Goodlatte railed against the ballooning costs of what became a more than $60 million project that’s still not complete. It was funded as part of the federal stimulus package aimed at halting the economic recession.
Goodlatte also served on the powerful Judiciary Committee, and became a key player in proceedings to impeach President Bill Clinton.
Years later, however, he would reject calls from within his own party to seek impeachment of President Barack Obama.
Goodlatte rose to chairman of the Judiciary Committee in 2012. He was just the fourth Virginian to hold the position.
Goodlatte cited his role in passage of the USA Freedom act while Judiciary chairman as a career highlight Thursday.
The 2014 law followed a storm of questions about federal government surveillance raised by the leaks of documents by former government contractor Edward Snowden.
The act ended bulk collection of data by government intelligence and law enforcement agencies. Goodlatte praised it as a civil liberties protection.
Another of Goodlatte’s actions as Judiciary chair, however, drew criticism from local government officials and retail business owners — his smothering of the Marketplace Fairness Act.
The act, which easily passed the Senate, was designed to capture sales tax revenue often not collected on internet sales. Proponents of the law said online retailers evasion of collecting sales taxes put bricks and mortar store retailers at a competitive disadvantage on pricing.
Goodlatte said he recognized the need for a remedy, but didn’t like how the Senate bill achieved it.
Goodlatte’ s final term got off to a rough start when he launched an effort to overhaul the Office of Congressional Ethics, undermining its independence and stripping its ability to investigate anonymous claims.
When the proposal hit the light of day, Democrats and some Republicans opposed it. After newly minted President Donald Trump tweeted his displeasure with it, most of the party backed away from it. Goodlatte protested it had been misrepresented.
Goodlatte has remained supportive of Trump, even to the point of controversially allowing his staffers to aid in the drafting of the president’s troubled executive order banning immigration from several majority Muslim countries.
Goodlatte, however, largely avoided much of the anti-Trump backlash aimed at other Republicans by declining to host in-person town hall meetings with constituents.
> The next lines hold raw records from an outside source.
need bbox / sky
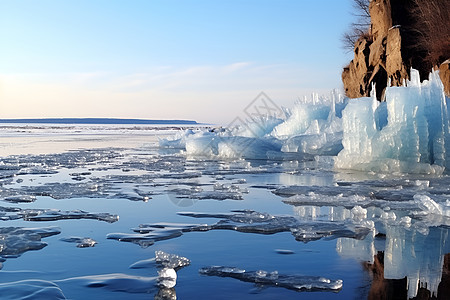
[0,0,353,124]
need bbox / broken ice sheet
[0,206,119,223]
[130,250,191,271]
[0,279,66,300]
[199,266,342,292]
[0,227,61,258]
[58,251,190,294]
[107,210,373,247]
[61,236,97,248]
[56,273,158,293]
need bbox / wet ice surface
[108,210,373,247]
[0,127,450,299]
[199,266,342,291]
[0,227,61,258]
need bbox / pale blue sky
[0,0,352,123]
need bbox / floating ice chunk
[230,116,283,138]
[275,249,295,255]
[159,129,195,149]
[414,194,443,215]
[56,273,158,293]
[0,279,66,300]
[335,69,450,174]
[0,206,119,223]
[158,268,177,288]
[351,205,367,222]
[0,227,61,257]
[199,266,342,291]
[4,195,36,203]
[23,209,119,223]
[130,250,191,270]
[155,251,191,270]
[61,236,97,248]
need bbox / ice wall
[160,69,450,174]
[335,70,450,174]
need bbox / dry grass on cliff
[412,0,450,65]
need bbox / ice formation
[107,210,373,247]
[0,227,61,258]
[336,70,450,174]
[61,236,97,248]
[59,251,190,293]
[0,206,119,223]
[0,279,66,300]
[199,266,342,291]
[160,69,450,174]
[160,92,346,159]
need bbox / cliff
[342,0,450,100]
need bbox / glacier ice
[199,266,343,291]
[160,69,450,175]
[59,251,190,294]
[107,210,373,247]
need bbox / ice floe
[199,266,343,292]
[160,69,450,175]
[0,227,61,258]
[0,279,66,300]
[61,236,97,248]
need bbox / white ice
[160,69,450,174]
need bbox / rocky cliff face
[342,0,450,100]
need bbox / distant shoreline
[0,118,201,125]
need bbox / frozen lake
[0,124,450,299]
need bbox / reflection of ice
[199,266,342,291]
[59,251,190,299]
[0,227,61,258]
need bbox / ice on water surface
[199,266,343,291]
[108,210,373,247]
[0,71,450,299]
[0,227,61,258]
[0,279,66,300]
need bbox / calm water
[0,126,450,299]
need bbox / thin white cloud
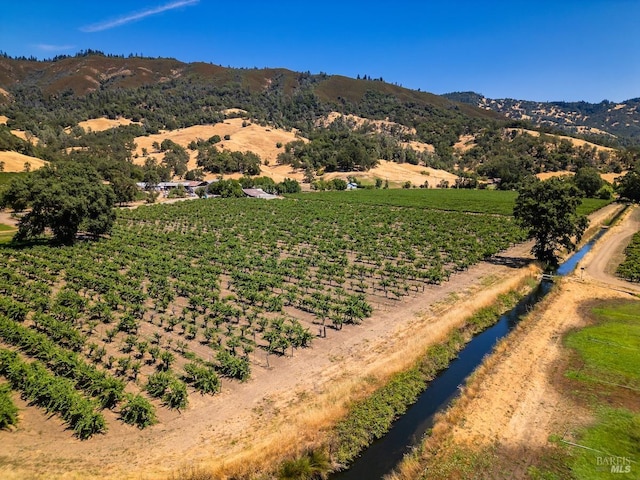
[80,0,200,33]
[34,43,76,52]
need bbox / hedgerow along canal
[330,229,606,480]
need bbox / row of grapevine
[0,193,523,436]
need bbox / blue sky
[0,0,640,102]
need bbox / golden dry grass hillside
[316,112,435,153]
[134,117,305,168]
[536,170,627,183]
[78,118,140,132]
[511,128,615,152]
[0,152,47,172]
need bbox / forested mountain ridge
[0,51,637,188]
[442,92,640,147]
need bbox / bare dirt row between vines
[0,203,612,479]
[394,203,640,480]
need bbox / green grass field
[292,189,610,215]
[565,301,640,479]
[0,223,16,243]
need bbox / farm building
[136,180,209,194]
[242,188,278,200]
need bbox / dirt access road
[578,206,640,293]
[0,206,614,479]
[396,207,640,479]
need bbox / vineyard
[0,191,524,439]
[617,232,640,282]
[290,188,611,215]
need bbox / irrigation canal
[330,229,606,480]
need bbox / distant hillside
[0,51,637,188]
[442,92,640,147]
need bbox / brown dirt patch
[78,118,140,132]
[134,118,304,174]
[397,206,637,478]
[0,238,531,479]
[453,135,476,153]
[0,152,47,172]
[536,170,626,183]
[511,128,615,152]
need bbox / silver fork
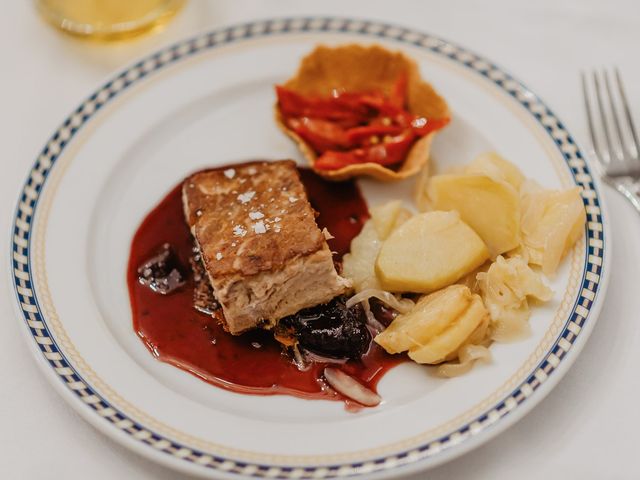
[582,68,640,212]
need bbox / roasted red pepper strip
[276,74,449,170]
[287,117,352,152]
[314,130,416,170]
[346,124,404,143]
[276,85,371,126]
[411,117,451,137]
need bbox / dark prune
[138,243,186,295]
[279,297,371,359]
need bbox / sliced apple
[342,220,382,292]
[521,182,586,275]
[375,285,472,353]
[375,212,489,293]
[428,174,520,257]
[409,295,488,364]
[465,152,525,191]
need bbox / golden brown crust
[183,160,325,278]
[182,160,351,335]
[275,44,451,181]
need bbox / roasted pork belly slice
[182,160,350,335]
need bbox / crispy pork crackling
[182,160,351,335]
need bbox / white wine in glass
[35,0,186,41]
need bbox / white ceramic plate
[11,18,609,478]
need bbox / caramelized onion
[324,367,382,407]
[347,288,415,313]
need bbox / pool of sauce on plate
[127,169,405,407]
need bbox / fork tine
[580,72,603,158]
[615,68,640,158]
[602,70,631,158]
[593,71,614,162]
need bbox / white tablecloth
[0,0,640,480]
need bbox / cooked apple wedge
[375,212,489,293]
[427,174,520,257]
[465,152,525,191]
[520,181,586,275]
[409,295,488,364]
[375,285,472,353]
[342,220,382,292]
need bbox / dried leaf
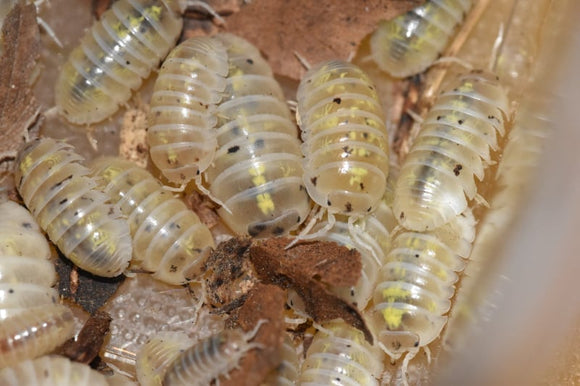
[0,2,40,166]
[250,238,373,342]
[61,311,112,364]
[225,0,423,79]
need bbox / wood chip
[0,2,40,169]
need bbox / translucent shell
[55,0,183,124]
[14,138,132,277]
[370,0,472,78]
[147,37,228,184]
[0,201,74,368]
[298,319,384,386]
[296,60,389,216]
[393,72,509,232]
[0,356,109,386]
[205,34,310,237]
[162,330,259,386]
[373,211,475,358]
[91,157,214,284]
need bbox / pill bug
[147,37,228,186]
[14,138,132,277]
[163,320,265,386]
[55,0,220,124]
[262,334,300,386]
[0,201,74,370]
[296,60,389,223]
[372,210,475,374]
[205,34,310,237]
[298,319,384,386]
[0,355,109,386]
[135,332,195,386]
[393,71,508,231]
[370,0,472,78]
[91,157,214,284]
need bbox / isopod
[205,34,310,237]
[14,138,132,277]
[371,210,475,380]
[393,71,509,232]
[0,201,74,370]
[91,157,214,284]
[147,37,228,186]
[0,355,109,386]
[298,319,384,386]
[296,60,389,220]
[55,0,222,124]
[152,320,265,386]
[370,0,472,78]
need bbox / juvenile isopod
[205,34,310,237]
[393,71,509,231]
[91,157,214,284]
[0,355,109,386]
[298,319,384,386]
[371,210,475,380]
[14,138,132,277]
[55,0,222,124]
[147,37,228,186]
[0,201,74,368]
[370,0,472,78]
[296,60,389,229]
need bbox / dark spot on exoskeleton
[254,139,264,149]
[248,224,266,237]
[344,202,352,212]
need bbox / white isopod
[372,210,475,380]
[205,34,310,237]
[370,0,472,78]
[14,138,132,277]
[147,37,228,186]
[91,157,214,284]
[0,356,109,386]
[0,201,74,370]
[393,71,509,232]
[55,0,222,124]
[298,319,384,386]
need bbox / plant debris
[220,0,423,80]
[250,238,373,343]
[219,283,286,386]
[61,311,112,364]
[0,2,40,169]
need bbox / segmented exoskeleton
[0,201,74,370]
[370,0,472,78]
[0,355,109,386]
[91,157,214,284]
[147,37,228,186]
[372,210,475,380]
[14,138,132,277]
[205,34,310,237]
[55,0,221,124]
[393,71,509,231]
[298,319,384,386]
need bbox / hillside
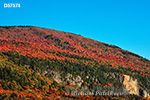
[0,26,150,99]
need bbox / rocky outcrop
[111,73,150,98]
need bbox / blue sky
[0,0,150,60]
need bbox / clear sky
[0,0,150,60]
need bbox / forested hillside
[0,26,150,100]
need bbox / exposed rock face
[119,75,150,98]
[123,75,139,95]
[110,73,150,98]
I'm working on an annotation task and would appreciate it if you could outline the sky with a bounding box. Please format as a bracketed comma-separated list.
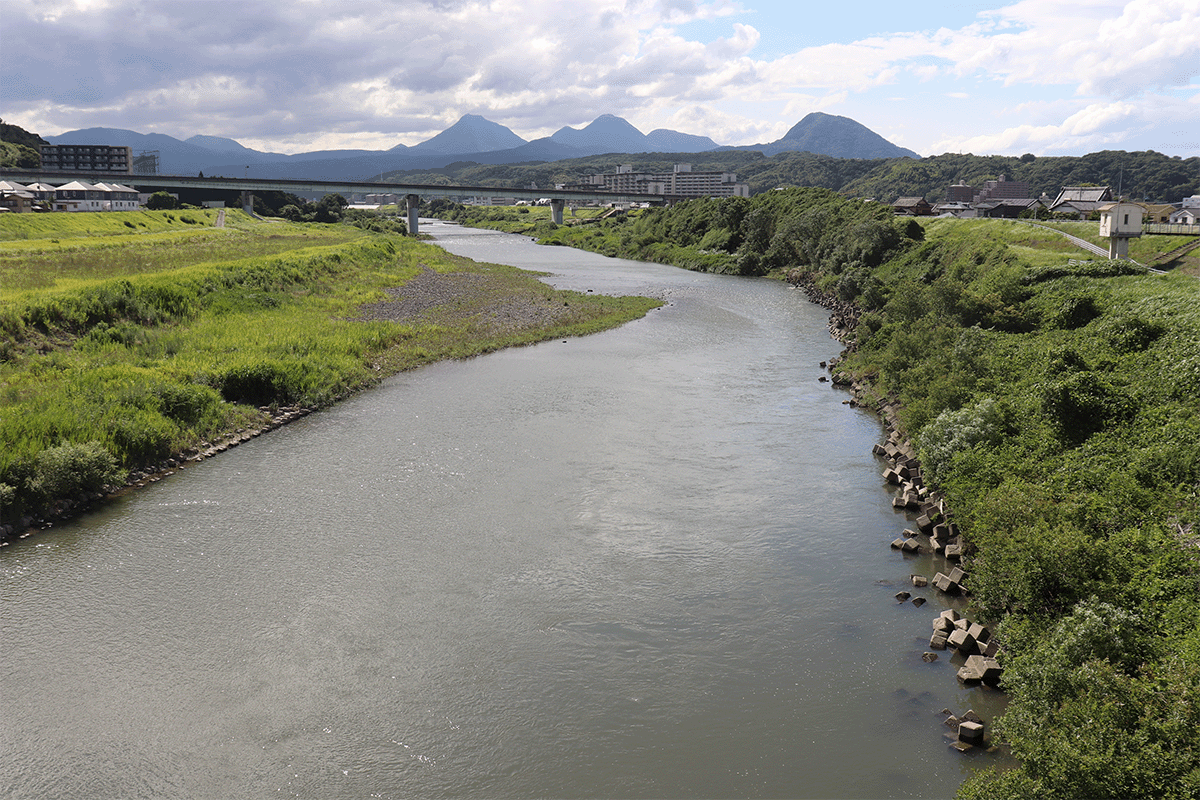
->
[0, 0, 1200, 158]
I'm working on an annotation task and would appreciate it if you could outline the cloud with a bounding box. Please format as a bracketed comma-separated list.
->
[0, 0, 1200, 152]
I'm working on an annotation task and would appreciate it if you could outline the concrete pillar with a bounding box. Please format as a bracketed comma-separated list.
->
[404, 194, 421, 236]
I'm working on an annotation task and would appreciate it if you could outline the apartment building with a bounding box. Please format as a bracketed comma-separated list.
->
[42, 144, 133, 175]
[565, 164, 750, 197]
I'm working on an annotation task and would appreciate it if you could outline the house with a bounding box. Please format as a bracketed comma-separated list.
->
[1097, 203, 1145, 258]
[934, 203, 978, 219]
[1168, 206, 1200, 225]
[1142, 203, 1175, 224]
[0, 181, 37, 213]
[892, 197, 934, 217]
[974, 197, 1038, 219]
[94, 184, 140, 211]
[1050, 186, 1112, 219]
[973, 175, 1030, 205]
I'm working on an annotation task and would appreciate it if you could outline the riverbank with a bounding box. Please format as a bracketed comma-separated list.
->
[446, 196, 1200, 799]
[0, 215, 660, 540]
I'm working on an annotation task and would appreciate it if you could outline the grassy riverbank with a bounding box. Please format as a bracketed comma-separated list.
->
[0, 211, 660, 528]
[448, 195, 1200, 800]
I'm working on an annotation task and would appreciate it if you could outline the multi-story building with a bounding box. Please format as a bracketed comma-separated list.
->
[946, 181, 974, 203]
[42, 144, 133, 175]
[973, 175, 1030, 203]
[565, 164, 750, 197]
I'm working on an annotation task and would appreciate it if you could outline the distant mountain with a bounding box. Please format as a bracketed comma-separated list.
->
[184, 134, 256, 152]
[550, 114, 646, 156]
[550, 114, 718, 156]
[408, 114, 526, 154]
[646, 128, 720, 152]
[738, 112, 920, 158]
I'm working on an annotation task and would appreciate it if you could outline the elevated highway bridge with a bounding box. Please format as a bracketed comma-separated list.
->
[0, 169, 683, 234]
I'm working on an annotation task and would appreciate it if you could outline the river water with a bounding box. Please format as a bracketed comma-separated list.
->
[0, 224, 1000, 799]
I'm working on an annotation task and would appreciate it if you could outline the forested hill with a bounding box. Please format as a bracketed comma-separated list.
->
[839, 150, 1200, 201]
[386, 150, 1200, 201]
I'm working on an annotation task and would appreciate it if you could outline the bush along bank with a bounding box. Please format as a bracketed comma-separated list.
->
[494, 190, 1200, 798]
[0, 221, 661, 540]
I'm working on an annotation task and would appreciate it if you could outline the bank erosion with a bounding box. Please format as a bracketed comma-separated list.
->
[446, 190, 1200, 799]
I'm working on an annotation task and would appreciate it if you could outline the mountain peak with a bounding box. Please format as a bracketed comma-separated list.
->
[777, 112, 920, 158]
[410, 114, 526, 152]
He hosts periodic telephone town halls instead.
On Thursday, Goodlatte plainly eschewed being reflective on his time in Congress, insisting he focus on the “tremendous amount of work” left to do in his remaining 14 months. He mentioned immigration reform and criminal justice reform.
Beyond that, he’s not so sure. During his press call Thursday, he described his retirement as an end to his time in Congress or the end of his service, but he didn’t address a specific question about running for the U.S. Senate.
He said part of the reason for his retirement was “so that I can do something else,” but he added, “I don’t know what that is yet.”
Staff writer Carmen Forman contributed to this report.